First, you'll need a name. It has to start with the word 'Silicon', even if the only silicon that will be present comes stamped with the Intel logo. Next, choose a geographic feature. Unfortunately, the best geographic features have already been claimed. May I suggest "Silicon Muskeg"?

Now, if you visit the actual Silicon Valley, you will see a lot of office buildings. Ample supply of office space is the reason Silicon Valley is a success. So, the first thing you're going to need is a nice big, empty space to build offices. Lots of them. Try to find an economically depressed area, far from the places educated workers live (cheap!) and miles from public transit. Make sure this area is zoned so that only large, expensive cubicle farms and parking lots will be built, as this is the most efficient use of space. No services are necessary, as the people working here can simply drive into the city if they require food or drink.

Also, it is vital that your new offices be supplied with fiber-optic Internet service. Rare and difficult as this may be to provide, Internet service is what separates your mind-bending city of the future from the primitive hovels your country's technology industry now inhabits.

No replica of Silicon Valley would be complete without tenants! And so, your final task is to fill these offices with the industries that define the dynamism and forward-thinking spirit of Silicon Valley: IBM, Microsoft, Intel, and Dell! Don't waste your time on small fry: Fortune 500 only, please. It matters not if your new offices are filled with call centers and rebate-processing facilities, because the very soul of technology will leach from the telephones and TPS reports, permeating the landscape with the pure essence of innovation.

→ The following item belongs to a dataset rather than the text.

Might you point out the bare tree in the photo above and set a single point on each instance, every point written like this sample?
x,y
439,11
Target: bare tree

So huzzah, dear bureaucrat, and godspeed!



I'm guessing you aren't currently a part of the east london startup community.

I'm excited. When we moved the company here, one of my co-founders was deported (back to America). Not helpful. The investors here are very good (Index, Atlas, Accel, Eden, etc), but there's not a huge number of them. Official momentum like this has a good chance of getting other investors to have a more official presence here (a few from NY visit with some regularity, but we rarely see the valley's firms).

Little things like good internet will help a lot. My office has just 7 or 8 people in it and we're using a combination of two home DSL connections and a 3G modem. That's the best we can do and it's outrageously bad. Larger offices (20+ people) face an ongoing and unending battle just keeping their team online.

I don't really get the objection to the big tech companies having a presence.. in an ideal world would you want to boot them out of the valley, too? They offer jobs which are both an attraction to new tech talent from all over the EU and a fallback in the case that a startup doesn't work out. Without the presence of big tech companies, you also lose the primary acquirer of small tech companies.

Finally, and most importantly, they didn't just choose some arbitrary "poor" spot on the map. The particular area in east london they're targeting is arguably the best startup hub in Europe, and is undoubtedly the best in the UK. Lots of great founders are already here, and I'm pleased that there's some official support.


Silicon Muskeg? According to wiki: Muskeg is an acidic soil type common in Arctic and boreal areas, although it is found in other northern climates as well. Muskeg is more-or-less synonymous with bogland but muskeg is the standard term in Western Canada and Alaska (while bog is more common elsewhere).

That would be better for the tech hub near Cambridge, UK - Silicon Fen - not Shoreditch, East London

I still prefer Silicon Ditch - where we already have the pure essence of innovation permeating the landscape. Its just a grimey landscape, with fewer palms.


> Now, if you visit the actual Silicon Valley, you will see a lot of office buildings.

Not just any office buildings, tilt-up office buildings.

And, we drive on the right.

And you've got to make sure that it doesn't rain for half of the year and doesn't snow in the other half.